5 Lessons Learned Exploring Agentic Engineering

And 2 Agentic Workflow Projects

Apr 08, 2026

You heard it right folks!

The latest buzzword is upon us. Not mere context engineering. Agentic engineering.

Back in December, I was playing around with Ollama and the Gemini API, trying to create an agent capable of running a text-based adventure game, similar to DND. I eventually gave up, as state management proved to be far too hard for Ollama, and even too hard for Gemini 2.0-flash. I eventually gave up on creating a working DND simulator, and settled instead for a simple counter, along with a narrator explaining the user’s updates to it.

My conclusion at the end of that adventure was that:

“Asking an LLM to update state makes about as much sense as asking James Joyce to file your taxes.“

Well, in the months since then, I’ve eaten my tongue. Claude Code, OpenClaw, and the slew of agentic programs which have sprung up in the last few months have collectively blown the tech industry out of the water. Now everyone on LinkedIn is asking for people with “1-2 years of agentic engineering experience”. I first usedClaude Code in the middle of February, to finish the build-out of my BetaZero UI. The speed, volume, and coding ability was worlds above anything I’d previously experienced from an agentic coding tool.

So, with that in mind…

Project 1. James Joyce, Tax Assistant

https://github.com/EvanMcCormick37/mvp-james-joyce

This is the first of the three projects I’ll talk about. I built this in 2 days as my round 3 interview for an internship at a Denver company (I went through all four rounds, but unfortunately did not land the internship).

It took me about an hour to come up with the initial concept. An agent which walks you through your tax situation and helpfully lists the deductions you are likely to qualify for, all while building an action plan to help you get the maximum possible tax deductions.

Lesson 1: Iterate Quickly, Test Manually

When I first had the idea of the application, the workflow looked completely different from the diagram above. I initially envisioned the model as an agentic Graph-RAG question-answering system which used a knowledge-graph and vector database built from the current year’s official IRS Publications. I imagined that the user would ask a question, the model would provide a grounded-and-sourced answer, along with 1-2 pertinent questions for the user which would help determine their eligibility status for deductions.

I gave my specifications (in a bit more detail) to Claude, and had it draft an architecture document for an MVP. I looked it over, made some tweaks, then sent it on to Claude Code and asked it to code up an MVP implementation. The whole process took less than two hours, and the actual coding implementation was done in 30 minutes.

But when I actually used the application, something felt off…

The problem was the Q&A workflow. Every user statement and question was answered with a wall of text, along with a single question at the end asking them about some random aspect of their financial history. This was not an elegant conversation, or a time-saving application. As it turns out, the architecture which works in a standard RAG document-answering application doesn’t work at all in this use case.

So I tried something else. I just had a conversation with Gemini about my possible deductions, and imagined how I could improve upon the experience.

The strength of Gemini was its’ conversationality. It answered every question clearly, gave me avenues to explore, and never felt like it was forcing a topic on me. That is the strength of a conversational agentic application.

I reworked the design to optimize the conversational flow rather than the data organization.

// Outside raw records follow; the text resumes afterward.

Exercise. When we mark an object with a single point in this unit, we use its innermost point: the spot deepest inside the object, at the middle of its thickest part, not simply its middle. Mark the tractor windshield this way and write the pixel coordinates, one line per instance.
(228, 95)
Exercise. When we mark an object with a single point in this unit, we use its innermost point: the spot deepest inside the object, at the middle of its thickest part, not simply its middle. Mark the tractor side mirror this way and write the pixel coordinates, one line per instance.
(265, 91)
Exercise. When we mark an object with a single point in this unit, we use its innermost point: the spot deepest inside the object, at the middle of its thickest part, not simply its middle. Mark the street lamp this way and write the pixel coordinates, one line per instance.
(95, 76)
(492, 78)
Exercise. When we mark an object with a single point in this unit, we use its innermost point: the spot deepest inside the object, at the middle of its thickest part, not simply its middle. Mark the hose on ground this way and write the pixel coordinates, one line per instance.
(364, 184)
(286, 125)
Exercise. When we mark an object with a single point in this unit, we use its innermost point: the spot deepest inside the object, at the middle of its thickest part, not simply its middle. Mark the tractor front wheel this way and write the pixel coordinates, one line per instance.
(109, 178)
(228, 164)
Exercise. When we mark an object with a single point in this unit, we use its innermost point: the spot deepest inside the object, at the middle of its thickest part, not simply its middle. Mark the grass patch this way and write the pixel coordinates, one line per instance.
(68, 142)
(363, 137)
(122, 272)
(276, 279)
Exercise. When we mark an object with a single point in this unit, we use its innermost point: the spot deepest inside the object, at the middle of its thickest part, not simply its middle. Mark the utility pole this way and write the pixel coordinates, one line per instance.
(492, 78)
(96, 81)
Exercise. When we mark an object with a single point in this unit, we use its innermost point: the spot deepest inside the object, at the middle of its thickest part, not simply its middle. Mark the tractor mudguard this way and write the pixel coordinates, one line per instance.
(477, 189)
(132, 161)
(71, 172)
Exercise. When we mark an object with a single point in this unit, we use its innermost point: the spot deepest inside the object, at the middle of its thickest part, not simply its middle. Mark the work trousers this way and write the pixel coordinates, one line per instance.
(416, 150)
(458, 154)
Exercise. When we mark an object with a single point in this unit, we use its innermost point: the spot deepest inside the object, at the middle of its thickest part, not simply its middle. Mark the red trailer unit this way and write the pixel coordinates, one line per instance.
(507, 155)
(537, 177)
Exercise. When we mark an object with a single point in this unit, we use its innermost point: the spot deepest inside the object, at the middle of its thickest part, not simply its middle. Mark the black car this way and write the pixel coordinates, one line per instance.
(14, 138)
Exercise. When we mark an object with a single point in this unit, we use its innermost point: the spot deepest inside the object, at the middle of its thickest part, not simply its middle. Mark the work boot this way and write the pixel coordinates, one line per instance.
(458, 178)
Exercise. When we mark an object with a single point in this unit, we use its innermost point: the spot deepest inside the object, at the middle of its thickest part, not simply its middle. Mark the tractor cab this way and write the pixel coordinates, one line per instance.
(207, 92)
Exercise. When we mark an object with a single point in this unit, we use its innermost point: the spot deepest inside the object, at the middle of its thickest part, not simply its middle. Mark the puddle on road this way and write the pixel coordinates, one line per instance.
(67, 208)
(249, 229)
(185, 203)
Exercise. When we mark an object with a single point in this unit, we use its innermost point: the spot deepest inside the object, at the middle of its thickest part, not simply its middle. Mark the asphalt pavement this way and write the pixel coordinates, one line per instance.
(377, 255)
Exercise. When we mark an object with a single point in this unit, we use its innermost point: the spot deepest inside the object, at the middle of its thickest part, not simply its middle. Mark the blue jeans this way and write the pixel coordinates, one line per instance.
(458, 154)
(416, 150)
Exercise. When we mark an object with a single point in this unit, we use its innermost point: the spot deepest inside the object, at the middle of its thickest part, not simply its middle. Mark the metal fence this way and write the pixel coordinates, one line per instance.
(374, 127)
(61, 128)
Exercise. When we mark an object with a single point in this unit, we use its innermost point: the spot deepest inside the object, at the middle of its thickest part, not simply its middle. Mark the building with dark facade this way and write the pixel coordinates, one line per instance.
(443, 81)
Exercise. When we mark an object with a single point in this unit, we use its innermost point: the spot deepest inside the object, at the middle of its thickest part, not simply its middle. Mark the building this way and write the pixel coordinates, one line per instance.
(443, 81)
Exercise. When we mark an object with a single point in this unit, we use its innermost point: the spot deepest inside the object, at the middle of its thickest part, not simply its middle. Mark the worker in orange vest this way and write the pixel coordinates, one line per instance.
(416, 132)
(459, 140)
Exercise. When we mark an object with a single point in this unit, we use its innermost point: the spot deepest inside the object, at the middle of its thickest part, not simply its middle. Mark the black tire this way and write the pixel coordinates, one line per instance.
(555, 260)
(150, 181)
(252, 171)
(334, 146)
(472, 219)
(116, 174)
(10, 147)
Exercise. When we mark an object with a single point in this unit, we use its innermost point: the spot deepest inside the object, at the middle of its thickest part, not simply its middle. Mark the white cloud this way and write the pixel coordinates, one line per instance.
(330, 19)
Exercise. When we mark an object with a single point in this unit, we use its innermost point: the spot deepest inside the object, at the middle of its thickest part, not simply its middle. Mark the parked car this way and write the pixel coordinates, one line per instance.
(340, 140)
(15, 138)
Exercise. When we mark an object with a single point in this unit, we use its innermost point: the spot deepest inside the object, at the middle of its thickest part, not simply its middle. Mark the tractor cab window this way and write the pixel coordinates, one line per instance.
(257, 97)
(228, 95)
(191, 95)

I simplified the context engineering vastly: Rather than an entire Graph-RAG system, I converted the IRS Guidelines for Individual Deductions into a single YAML file which was ingested as context in the system prompt. The model used tool-calling to update three output files: user-profile.yaml, deductions-tree.yaml, and action-plan.yaml. Instead of trying to answer user questions with endless citations, I told the model to focus on asking the right questions: I had it treat the conversation as a game of “20 questions”, trying to determine the user’s eligibility for all deductions in as few conversational turns as possible.

Lesson 2: Don’t use two Agents when you can use one.

This one should be pretty self-explanatory. When I was designing the application’s architecture, I initially considered using one agent to hold a conversation with the user, and another to update state. Meanwhile, determining the user’s eligibility for tax deductions would either be done using an agentic graph-RAG + reasoning model, or a “Tax Engine” (A DAG in which each node consists of a calculation or decision. Think those “Who’s your male celebrity crush?” personality quizzes they used to print on magazines, except the question is (“which tax deductions do you qualify for?”). But here’s the kicker: multiple agents means multiple “contexts”. How much of the conversation must the “state-updater” agent know in order to update state correctly? Does its context remain the same every time, or is it modified with each function call? How do the agents “communicate” with each other? Do they start conversations, or do they use “message” functions to message each other?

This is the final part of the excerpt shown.